Finish off your skincare routine, making sure to focus on hydrating the skin since charcoal face masks can be drying. Use your usual skincare actives, a hydrating essence or serum, spot treatments if you are also treating acne, and a moisturizer. If it is daytime, make sure to also apply a product with adequate sun protection.
The first warning/ advice I have about charcoal face masks actually applies to all skincare products, but I think it’s always important to mention. Before slathering your new mask all over your face, please make sure to do a patch test.
Try the mask out on a small piece of skin, just to ensure that your skin won’t have any reaction to it. Charcoal by itself is quite powerful, but in masks it is often combined with even stronger active ingredients, so it is important that you be careful, as rashes, redness, and irritation can occur as a reaction to charcoal face masks.
Charcoal masks are not for everyone. In fact, I would only recommend charcoal face masks as a regular treatment for those who have oily skin. For all other skin types, including combination skin, charcoal face masks can be very drying and even irritating.
We need some oil on the surface of the skin, since it is protective and it makes our skin act as a stronger barrier. Sometimes a bit of charcoal is added to a mostly moisturizing formula, in which case it can work for those with normal or even dry skin.

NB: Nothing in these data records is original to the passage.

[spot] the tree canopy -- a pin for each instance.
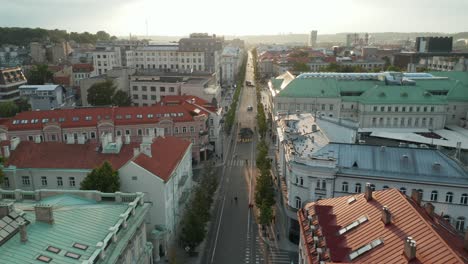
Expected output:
(103, 178)
(24, 36)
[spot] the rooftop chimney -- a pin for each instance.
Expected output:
(416, 196)
(386, 215)
(14, 143)
(6, 151)
(410, 248)
(429, 209)
(368, 192)
(466, 240)
(44, 213)
(5, 209)
(23, 233)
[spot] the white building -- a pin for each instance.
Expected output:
(45, 97)
(230, 62)
(161, 168)
(312, 166)
(105, 59)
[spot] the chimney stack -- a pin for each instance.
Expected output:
(386, 215)
(466, 240)
(410, 248)
(429, 209)
(23, 233)
(416, 196)
(44, 213)
(368, 192)
(6, 151)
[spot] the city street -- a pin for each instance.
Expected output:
(234, 235)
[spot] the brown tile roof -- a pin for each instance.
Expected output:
(437, 241)
(58, 155)
(166, 154)
(90, 117)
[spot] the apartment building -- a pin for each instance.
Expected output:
(10, 81)
(58, 226)
(377, 227)
(161, 168)
(376, 100)
(318, 159)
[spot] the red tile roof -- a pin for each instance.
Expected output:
(82, 67)
(89, 117)
(437, 241)
(66, 156)
(63, 80)
(166, 154)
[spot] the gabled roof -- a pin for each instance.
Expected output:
(166, 154)
(57, 155)
(437, 241)
(91, 117)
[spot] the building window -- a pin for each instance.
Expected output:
(460, 225)
(59, 181)
(464, 199)
(26, 181)
(344, 187)
(449, 197)
(298, 202)
(71, 181)
(358, 188)
(403, 190)
(6, 182)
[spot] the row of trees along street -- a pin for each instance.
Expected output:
(231, 114)
(197, 211)
(264, 190)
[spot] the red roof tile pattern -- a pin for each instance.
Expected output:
(166, 154)
(90, 117)
(82, 67)
(437, 241)
(56, 155)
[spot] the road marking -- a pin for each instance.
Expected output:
(217, 231)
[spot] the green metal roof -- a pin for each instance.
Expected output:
(312, 87)
(397, 94)
(377, 92)
(76, 220)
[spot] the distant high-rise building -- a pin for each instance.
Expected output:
(313, 38)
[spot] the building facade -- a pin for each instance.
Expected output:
(80, 226)
(10, 81)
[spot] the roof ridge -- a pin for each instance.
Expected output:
(419, 214)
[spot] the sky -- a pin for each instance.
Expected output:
(237, 17)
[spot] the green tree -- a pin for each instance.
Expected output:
(121, 98)
(8, 109)
(103, 178)
(101, 93)
(301, 67)
(40, 74)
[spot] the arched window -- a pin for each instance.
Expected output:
(447, 218)
(344, 187)
(358, 188)
(298, 202)
(403, 190)
(464, 199)
(449, 197)
(460, 224)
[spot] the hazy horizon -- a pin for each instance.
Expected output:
(241, 18)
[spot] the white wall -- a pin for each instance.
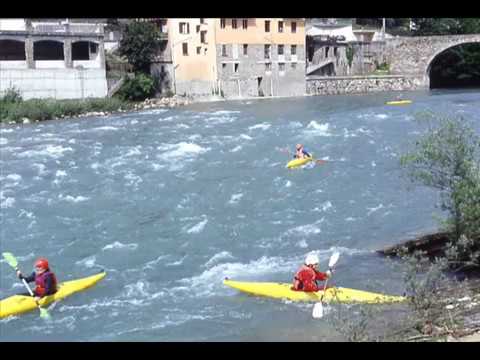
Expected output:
(55, 83)
(12, 24)
(13, 64)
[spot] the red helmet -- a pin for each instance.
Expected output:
(42, 263)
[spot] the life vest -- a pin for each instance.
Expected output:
(306, 279)
(41, 283)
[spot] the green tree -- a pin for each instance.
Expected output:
(139, 45)
(447, 158)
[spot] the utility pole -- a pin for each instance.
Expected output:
(383, 30)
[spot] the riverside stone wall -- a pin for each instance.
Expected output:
(362, 84)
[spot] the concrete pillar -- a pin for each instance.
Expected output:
(29, 53)
(101, 53)
(67, 53)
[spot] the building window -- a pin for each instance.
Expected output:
(267, 51)
(80, 50)
(13, 50)
(184, 28)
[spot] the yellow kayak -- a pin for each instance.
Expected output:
(399, 102)
(18, 304)
(298, 162)
(333, 294)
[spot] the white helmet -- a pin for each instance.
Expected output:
(312, 259)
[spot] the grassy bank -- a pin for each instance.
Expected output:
(17, 110)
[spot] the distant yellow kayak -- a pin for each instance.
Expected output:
(18, 304)
(333, 294)
(298, 162)
(399, 102)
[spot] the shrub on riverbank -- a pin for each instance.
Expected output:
(447, 158)
(47, 109)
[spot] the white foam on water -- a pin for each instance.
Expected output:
(235, 198)
(53, 151)
(151, 264)
(302, 244)
(134, 151)
(180, 150)
(133, 179)
(157, 167)
(152, 112)
(118, 245)
(88, 262)
(317, 129)
(326, 205)
(215, 259)
(372, 210)
(225, 112)
(245, 137)
(294, 124)
(211, 279)
(177, 263)
(25, 213)
(305, 230)
(5, 201)
(198, 227)
(106, 128)
(73, 199)
(262, 126)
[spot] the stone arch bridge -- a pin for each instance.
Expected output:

Those with acne-prone skin will not necessarily benefit from regularly using charcoal face masks, since acne is caused by more factors than just oiliness.

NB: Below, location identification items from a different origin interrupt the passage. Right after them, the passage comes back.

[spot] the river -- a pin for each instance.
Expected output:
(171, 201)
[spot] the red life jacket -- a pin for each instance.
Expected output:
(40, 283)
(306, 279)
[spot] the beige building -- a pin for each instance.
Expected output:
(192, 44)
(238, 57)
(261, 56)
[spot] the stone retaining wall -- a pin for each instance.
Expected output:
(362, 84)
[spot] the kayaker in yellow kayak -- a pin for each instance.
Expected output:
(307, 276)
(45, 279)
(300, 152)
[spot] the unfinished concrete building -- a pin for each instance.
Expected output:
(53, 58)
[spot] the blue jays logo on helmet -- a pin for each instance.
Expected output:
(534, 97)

If the reason you break out is because your skin’s barrier is compromised and more susceptible to bacteria, then clay or charcoal masks won’t help because they won’t treat the underlying cause of your breakouts. They could even exacerbate the situation by further drying out your skin.
If your skin is clogged or oily, then you can definitely opt for charcoal face masks, but make sure to moisturize your skin well afterwards.
DIY face masks are great, because you don’t have to worry about things like preservatives! You just mix your one-time batch of a charcoal face mask, use it, and enjoy.
This recipe is for one-time use. You can double or triple it if you’re making charcoal face masks for a few different people – spa party, anyone? Just please don’t try to save the mask, since it is unpreserved and will go bad very quickly.
This recipe makes a charcoal mask that is great for those with oily skin. It contains some tea tree oil to help prevent acne breakouts as well as honey to lightly moisturize the skin. You can add a few drops of sunflower oil to it if you would like a more moisturizing mask.
- ¼ tsp of kaolin clay
- ¼ tsp of activated charcoal
- ¼ tsp of organic honey
- ¼ tsp of organic apple cider vinegar
- 1 drop of tea tree essential oil
Mix all of your ingredients in a ceramic or glass bowl, using a clean mask brush. Apply it to your skin following the instructions I outlined in the earlier section. Make sure to throw out any leftover mask, since it should only be used when fresh!